Survei mengatakan bahwa sebanyak 41% koresponden memilih Ahok-Djarot karena “sudah ada bukti nyata hasil kerjanya”. Sedangkan 32,4% orang memilih Anies-Sandi memilih karena “agamanya sama dengan saya”. Kedua poin tersebut merupakan alasan terkuat yang dimiliki oleh masing-masing paslon untuk dipilih para koresponden.
Di peringkat kedua, 22,3% koresponden memilih Ahok-Djarot karena pengalamannya bekerja di pemerintahan, sedangkan 11,5% pendukung Anies-Sandi memilih karena kepintaran dan tingkat pendidikan yang dimiliki paslon nomor 3 tersebut.
Hasil survei SMRC juga memperlihatkan, alasan responden memilih salah satu paslon sangat terikat oleh citra khas bawaan kontestan. Ahok-Djarot misalnya, sebagai petahana, mendulang lebih dari 10% suara per pemilih dengan alasan “bukti nyata”, “berpengalaman di pemerintahan”, “kejujuran dari KKN”, dan “ketegasan”. Sementara Anies-Sandi, yang selama ini mencitrakan diri sebagai calon pemimpin muslim dan berpendidikan, mendulang lebih dari 10% suara per pemilih dengan alasan “kesamaan agama”, “berpengalaman di pemerintahan”, “pintar atau berpendidikan”, dan “ramah atau santun”.

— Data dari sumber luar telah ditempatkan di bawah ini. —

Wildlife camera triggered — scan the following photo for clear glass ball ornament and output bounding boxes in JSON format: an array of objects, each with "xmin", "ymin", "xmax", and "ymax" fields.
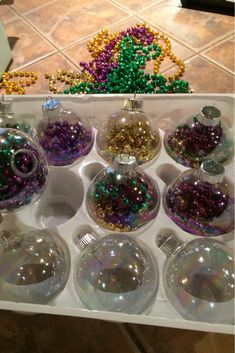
[
  {"xmin": 158, "ymin": 235, "xmax": 234, "ymax": 323},
  {"xmin": 0, "ymin": 128, "xmax": 48, "ymax": 212},
  {"xmin": 75, "ymin": 233, "xmax": 158, "ymax": 314},
  {"xmin": 0, "ymin": 97, "xmax": 33, "ymax": 135},
  {"xmin": 96, "ymin": 98, "xmax": 161, "ymax": 164},
  {"xmin": 0, "ymin": 229, "xmax": 70, "ymax": 304},
  {"xmin": 86, "ymin": 154, "xmax": 160, "ymax": 232},
  {"xmin": 164, "ymin": 106, "xmax": 233, "ymax": 168},
  {"xmin": 163, "ymin": 160, "xmax": 234, "ymax": 236},
  {"xmin": 36, "ymin": 97, "xmax": 94, "ymax": 166}
]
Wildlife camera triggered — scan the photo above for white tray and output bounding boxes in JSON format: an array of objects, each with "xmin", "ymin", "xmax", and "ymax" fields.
[{"xmin": 0, "ymin": 93, "xmax": 234, "ymax": 335}]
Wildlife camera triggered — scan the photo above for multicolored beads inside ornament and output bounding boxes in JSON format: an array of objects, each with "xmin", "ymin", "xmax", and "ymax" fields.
[
  {"xmin": 4, "ymin": 122, "xmax": 33, "ymax": 136},
  {"xmin": 0, "ymin": 128, "xmax": 48, "ymax": 212},
  {"xmin": 165, "ymin": 116, "xmax": 233, "ymax": 168},
  {"xmin": 97, "ymin": 112, "xmax": 160, "ymax": 164},
  {"xmin": 38, "ymin": 120, "xmax": 93, "ymax": 166},
  {"xmin": 164, "ymin": 176, "xmax": 234, "ymax": 236},
  {"xmin": 87, "ymin": 170, "xmax": 159, "ymax": 231}
]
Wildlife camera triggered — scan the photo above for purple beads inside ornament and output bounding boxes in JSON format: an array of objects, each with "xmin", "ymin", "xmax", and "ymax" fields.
[
  {"xmin": 164, "ymin": 173, "xmax": 234, "ymax": 236},
  {"xmin": 0, "ymin": 128, "xmax": 48, "ymax": 212},
  {"xmin": 165, "ymin": 117, "xmax": 233, "ymax": 168},
  {"xmin": 39, "ymin": 120, "xmax": 93, "ymax": 166}
]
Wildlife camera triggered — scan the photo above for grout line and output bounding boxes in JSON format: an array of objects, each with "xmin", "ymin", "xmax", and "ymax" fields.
[
  {"xmin": 9, "ymin": 52, "xmax": 59, "ymax": 71},
  {"xmin": 59, "ymin": 15, "xmax": 134, "ymax": 51},
  {"xmin": 108, "ymin": 0, "xmax": 167, "ymax": 15},
  {"xmin": 185, "ymin": 53, "xmax": 235, "ymax": 76},
  {"xmin": 106, "ymin": 0, "xmax": 136, "ymax": 15},
  {"xmin": 200, "ymin": 54, "xmax": 234, "ymax": 75},
  {"xmin": 136, "ymin": 12, "xmax": 235, "ymax": 53},
  {"xmin": 9, "ymin": 0, "xmax": 57, "ymax": 16}
]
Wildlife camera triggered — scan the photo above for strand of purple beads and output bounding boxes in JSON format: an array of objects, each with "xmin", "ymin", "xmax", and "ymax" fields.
[{"xmin": 79, "ymin": 25, "xmax": 154, "ymax": 86}]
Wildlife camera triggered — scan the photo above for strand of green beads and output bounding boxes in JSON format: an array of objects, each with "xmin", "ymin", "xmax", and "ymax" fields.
[{"xmin": 63, "ymin": 35, "xmax": 189, "ymax": 94}]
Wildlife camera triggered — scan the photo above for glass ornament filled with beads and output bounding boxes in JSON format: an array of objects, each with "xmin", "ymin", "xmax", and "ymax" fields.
[
  {"xmin": 86, "ymin": 154, "xmax": 160, "ymax": 232},
  {"xmin": 157, "ymin": 234, "xmax": 234, "ymax": 323},
  {"xmin": 75, "ymin": 232, "xmax": 158, "ymax": 314},
  {"xmin": 164, "ymin": 106, "xmax": 233, "ymax": 168},
  {"xmin": 0, "ymin": 128, "xmax": 48, "ymax": 212},
  {"xmin": 0, "ymin": 97, "xmax": 32, "ymax": 135},
  {"xmin": 37, "ymin": 97, "xmax": 94, "ymax": 166},
  {"xmin": 0, "ymin": 229, "xmax": 70, "ymax": 304},
  {"xmin": 163, "ymin": 160, "xmax": 234, "ymax": 236},
  {"xmin": 96, "ymin": 98, "xmax": 161, "ymax": 164}
]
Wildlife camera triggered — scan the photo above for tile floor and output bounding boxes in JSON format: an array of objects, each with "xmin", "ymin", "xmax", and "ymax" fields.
[{"xmin": 0, "ymin": 0, "xmax": 234, "ymax": 352}]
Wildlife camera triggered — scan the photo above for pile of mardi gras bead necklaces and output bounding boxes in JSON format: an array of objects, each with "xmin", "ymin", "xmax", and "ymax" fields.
[{"xmin": 0, "ymin": 23, "xmax": 191, "ymax": 95}]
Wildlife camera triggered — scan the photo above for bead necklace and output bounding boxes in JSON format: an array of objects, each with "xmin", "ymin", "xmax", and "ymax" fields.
[
  {"xmin": 0, "ymin": 71, "xmax": 38, "ymax": 94},
  {"xmin": 60, "ymin": 23, "xmax": 189, "ymax": 95},
  {"xmin": 64, "ymin": 35, "xmax": 189, "ymax": 94}
]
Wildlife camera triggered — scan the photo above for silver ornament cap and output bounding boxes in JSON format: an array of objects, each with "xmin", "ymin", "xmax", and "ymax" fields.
[
  {"xmin": 123, "ymin": 98, "xmax": 143, "ymax": 111},
  {"xmin": 0, "ymin": 96, "xmax": 13, "ymax": 115},
  {"xmin": 156, "ymin": 235, "xmax": 183, "ymax": 258},
  {"xmin": 77, "ymin": 232, "xmax": 97, "ymax": 251},
  {"xmin": 197, "ymin": 106, "xmax": 221, "ymax": 126},
  {"xmin": 197, "ymin": 160, "xmax": 225, "ymax": 184},
  {"xmin": 113, "ymin": 154, "xmax": 138, "ymax": 174}
]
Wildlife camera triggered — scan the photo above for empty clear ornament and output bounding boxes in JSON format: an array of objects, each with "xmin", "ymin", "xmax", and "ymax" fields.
[
  {"xmin": 86, "ymin": 154, "xmax": 160, "ymax": 232},
  {"xmin": 36, "ymin": 97, "xmax": 94, "ymax": 166},
  {"xmin": 163, "ymin": 160, "xmax": 234, "ymax": 236},
  {"xmin": 0, "ymin": 229, "xmax": 70, "ymax": 304},
  {"xmin": 164, "ymin": 106, "xmax": 233, "ymax": 168},
  {"xmin": 0, "ymin": 128, "xmax": 48, "ymax": 212},
  {"xmin": 75, "ymin": 232, "xmax": 158, "ymax": 314},
  {"xmin": 0, "ymin": 97, "xmax": 32, "ymax": 135},
  {"xmin": 96, "ymin": 98, "xmax": 161, "ymax": 164},
  {"xmin": 157, "ymin": 234, "xmax": 234, "ymax": 323}
]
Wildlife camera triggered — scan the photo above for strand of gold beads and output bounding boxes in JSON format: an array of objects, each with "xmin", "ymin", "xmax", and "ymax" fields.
[
  {"xmin": 142, "ymin": 23, "xmax": 185, "ymax": 81},
  {"xmin": 0, "ymin": 71, "xmax": 38, "ymax": 94},
  {"xmin": 45, "ymin": 70, "xmax": 94, "ymax": 94},
  {"xmin": 87, "ymin": 23, "xmax": 185, "ymax": 81}
]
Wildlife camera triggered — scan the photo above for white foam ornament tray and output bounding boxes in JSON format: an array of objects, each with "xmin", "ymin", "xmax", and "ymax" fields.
[{"xmin": 0, "ymin": 94, "xmax": 234, "ymax": 335}]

Di luar poin terkait citra khas bawaan para paslon, poin “memerhatikan rakyat” menjadi menarik untuk disimak. Pertama, poin ini menempati peringkat kelima alasan responden memilih paslon. Sebanyak 9,9% responden memilih Anies-Sandi dengan alasan “memerhatikan rakyat”. Sedangkan Ahok-Djarot, 6,3%. Kedua, ketika citra khas bawaan paslon sulit untuk diotak-atik lagi, poin “memerhatikan rakyat” dapat dijadikan sarana pendulang suara.
Lalu, bagaimana suara itu dapat didulang?
Untuk dapat mendulang suara dari poin “memerhatikan rakyat”, tentu para paslon harus memiliki program-program jitu untuk mengatasi keluhan-keluhan calon pemilih. Mengingat para responden melihat kedua paslon sebagai orang-orang yang jujur dan bersih dari KKN – masalah yang paling dikeluhkan publik berdasarkan survei Litbang KOMPAS, berpaling kepada penyelesaian keluhan ekonomi masyarakat – secara pragmatis dan sesaat – menjadi pilihan terbaik, dengan bagi-bagi sembako.
Namun demikian, solusi pragmatis itu bukan tanpa celah, utamanya untuk (timses) paslon Ahok-Djarot. Sebagai pejabat yang sudah malang melintang di dunia legislatif dan eksekutif, Ahok-Djarot mendapat dukungan 12,7% reponden karena melihat kejujuran dan kebersihan Ahok-Djarot dari praktek KKN. Angka 12,7% ini tentu cukup tinggi untuk mengimbangi poin-poin kekurangan Ahok-Djarot, dan semestinya dijaga terus sampai pencoblosan nanti.
Lebih dari satu bulan yang lalu, Direktur Eksekutif Perkumpulan untuk Pemilu dan Demokrasi (Perludem) Titi Anggraini memberi rambu awas terkait potensi munculnya politik uang di Pilkada DKI Jakarta 2017. Menurutnya politik uang berada di antara hoax dan realita.
“Tiba-tiba beredar gambar, ada beras di atasnya ada gambar pasangan calon, tapi itu beredar di dunia maya. Kan kita bertanya-tanya, itu realita atau hoax?” ujar Titi di Salemba, Jakarta Pusat.
Terlepas dari sembako itu hoax atau realita. Tampaknya sembako masih menjadi wacana utama politik uang di Pilkada DKI Jakarta 2017, baik untuk mendulang suara paslon sendiri, atupun untuk menyerang paslon lawan. Ujungnya, para paslon mesti bertanya, apakah strategi bagi-bagi sembako sarana tepat suara didulang, atau malah bisa jadi bumerang?